At the same time, he will draw attention to the 89 Catholic priests and two bishops killed during the decades of war between state forces, leftist guerrillas, narco gangs and right-wing paramilitaries.

Ramirez was hacked to death with a machete but forgave his leftist executioners as he lay dying in the street, according to the head of doctrine of the Colombian Bishops' Conference, Jorge Bustamante.

As he faced his assassins, Ramirez shouted "I want to die for Christ," Bustamante told AFP.

Ramirez was killed at the very outset of the conflict, in April 1948, a day after the assassination of Liberal leader Jorge Eliecer Gaitan set off an unmerciful conflict between Colombia's leftist and right-wing armed groups.

Gaitan's followers were responsible, accusing Ramirez and the Church of allying with its adversaries and of inciting the death of liberals from pulpits up and down the country.

Beatification is the first step toward sainthood in the Catholic Church, but locals in his native town of La Plata already knew of Ramirez's saintly demeanor when he was alive.

"Everyone had faith in him. Pilgrims would come to see him almost every day," Rodrigo Fajardo, 70, told AFP.

Ramirez, who was 49 when he was killed, is buried nearby.

- 'We made a mistake' -

Nearly four decades later, in 1989, Bishop Jesus Jaramillo was hauled out of his car and shot by leftist guerrillas of the National Liberation Army (ELN), who at the time were led by a Spanish priest.

The ELN took issue with the bishop for being too close to the military authorities.

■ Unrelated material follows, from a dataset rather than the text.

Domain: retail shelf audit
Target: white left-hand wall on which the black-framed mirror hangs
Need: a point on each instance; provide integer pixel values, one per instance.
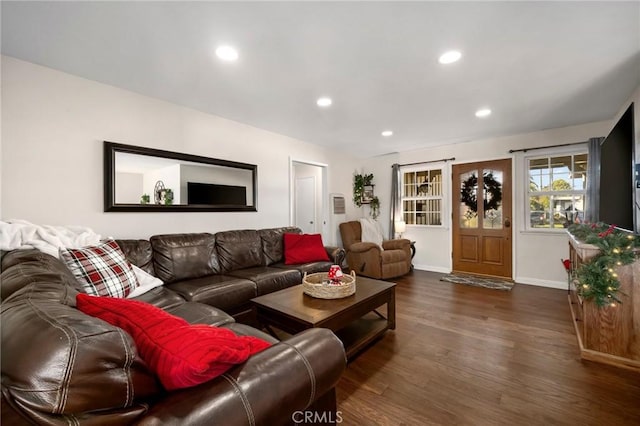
(53, 126)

The next day, Jaramillo's bullet-riddled body was found dumped in rubbish, but without his chain and his bishop's ring.

"I think he was murdered because of his impartiality and his condemnation of violence, because he did not let himself be smeared by an ideology," said Alvaro Hernandez, pastor of the local church in Jaramillo's hometown of Arauca.

The ELN chief at the time, Spanish priest Manuel Perez, died of illness in 1998.

The ELN had emerged in 1964 under the influence of the Cuban Revolution and Liberation Theology, a Marxist-leaning religious movement within the Church.

Now the last active rebel movement in Colombia, the ELN this week signed a ceasefire deal with the government ahead of the pope's visit.

Pablo Beltran, the ELN's chief negotiator in talks with the government, described Jaramillo's murder as a "mistake."

"We recognize, and we apologize, for that mistake," Beltran said in a radio interview ahead of the beatification.

The Colombian conflict has left 260,000 people confirmed dead, 60,000 unaccounted for and seven million displaced.